O senador Rodrigo Pacheco (PSB) acompanha a evolução dessas conversas com atenção, pois elas também pesarão em sua eventual decisão de concorrer ao governo de Minas Gerais. Pacheco considera o STF "página virada", nunca levou a sério a especulação sobre uma possível indicação ao Tribunal de Contas da União (TCU) e, neste momento, enfrenta um único dilema pessoal: disputar ou não o governo de Minas. A indicação "terrivelmente evangélica" de Lula ao STF contou com o apoio do ministro André Mendonça. Jorge Messias é crente legítimo e conservador, mas não conseguiu a adesão da bancada de senadores evangélicos. Aliados de Messias ainda buscam "culpados" pela derrota.
Com a votação encerrada, Lula seguiu para agenda nos Estados Unidos com Donald Trump, enquanto Alcolumbre observa e aguarda os movimentos do presidente da República. Ambos deixam a poeira assentar.

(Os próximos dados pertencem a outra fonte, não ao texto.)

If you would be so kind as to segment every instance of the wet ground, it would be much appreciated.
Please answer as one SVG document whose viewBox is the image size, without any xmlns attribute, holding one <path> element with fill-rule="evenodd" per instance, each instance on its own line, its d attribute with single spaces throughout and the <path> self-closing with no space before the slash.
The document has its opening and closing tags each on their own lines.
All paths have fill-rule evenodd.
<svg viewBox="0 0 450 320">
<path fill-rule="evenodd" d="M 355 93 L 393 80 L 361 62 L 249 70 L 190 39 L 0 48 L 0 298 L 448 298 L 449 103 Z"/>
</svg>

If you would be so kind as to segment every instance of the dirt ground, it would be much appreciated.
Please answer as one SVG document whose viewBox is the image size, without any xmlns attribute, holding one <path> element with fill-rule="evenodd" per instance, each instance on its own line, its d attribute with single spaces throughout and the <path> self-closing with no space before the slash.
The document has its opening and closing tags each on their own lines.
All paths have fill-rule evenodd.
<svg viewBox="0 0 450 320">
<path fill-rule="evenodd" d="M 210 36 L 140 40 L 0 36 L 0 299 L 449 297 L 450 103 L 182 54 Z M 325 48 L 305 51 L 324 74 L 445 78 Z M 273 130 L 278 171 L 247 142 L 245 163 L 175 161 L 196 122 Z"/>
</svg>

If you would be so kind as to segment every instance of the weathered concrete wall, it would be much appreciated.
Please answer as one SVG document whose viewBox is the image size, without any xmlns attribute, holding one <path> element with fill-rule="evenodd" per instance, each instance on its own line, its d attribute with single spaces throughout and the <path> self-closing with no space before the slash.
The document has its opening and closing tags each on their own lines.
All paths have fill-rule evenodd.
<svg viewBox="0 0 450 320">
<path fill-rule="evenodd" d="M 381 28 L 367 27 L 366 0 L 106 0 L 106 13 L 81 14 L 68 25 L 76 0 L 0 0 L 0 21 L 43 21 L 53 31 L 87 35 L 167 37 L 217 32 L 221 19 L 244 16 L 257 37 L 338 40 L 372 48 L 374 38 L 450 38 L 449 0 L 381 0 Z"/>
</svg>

Do ponto de vista institucional, o resultado da votação representa um novo precedente no avanço do Legislativo sobre prerrogativas do Executivo. Desde a redemocratização, o cargo de presidente da República vem perdendo poderes de forma gradual e consistente.
No início dos anos 2000, a Presidência começou a perder a capacidade de governar por Medidas Provisórias, que têm força de lei e vigência de quatro meses: - O Congresso proibiu a reedição das MPs no mesmo ano e exigiu que fossem apreciadas pelo Legislativo para continuar a vigorar. - Em 2009, as MPs perderam prioridade em relação às propostas de emenda constitucional. - Três anos depois, passaram a tramitar em comissão antes de votação em plenário. - A partir de 2019, as MPs deixaram de trancar a pauta do Congresso. O processo de perda da discricionariedade do Executivo sobre investimentos no Orçamento da União teve início em 2015, quando o então presidente da Câmara dos Deputados, Eduardo Cunha, hoje no Republicanos de Minas, articulou a aprovação da proposta de emenda constitucional que instituiu o caráter impositivo das emendas parlamentares. Entre 2015 e 2026, essas emendas saltaram de R$ 9,6 bilhões para R$ 49,9 bilhões, dos quais R$ 37,8 bilhões são impositivas.
Estudos baseados nos dados orçamentários de 2025 e nas projeções para 2026 indicam que as emendas parlamentares representam entre 25% e 30% da capacidade total de investimento do governo federal. Essa realidade transbordou para os legislativos estaduais e municipais, dificultando a governabilidade também nas demais instâncias federativas. O veto do Senado a Messias sinaliza que a aprovação de futuros indicados ao STF também se tornará elemento de intensa negociação. A tendência é de que aumente o número de senadores indicados para a Alta Corte. O Executivo já é obrigado a barganhar com o Senado as indicações para autarquias como a Comissão de Valores Mobiliários (CVM) e agências reguladoras que interferem em áreas da economia de grande relevância, além das indicações para o Banco Central e o Conselho Administrativo de Defesa Econômica (CADE).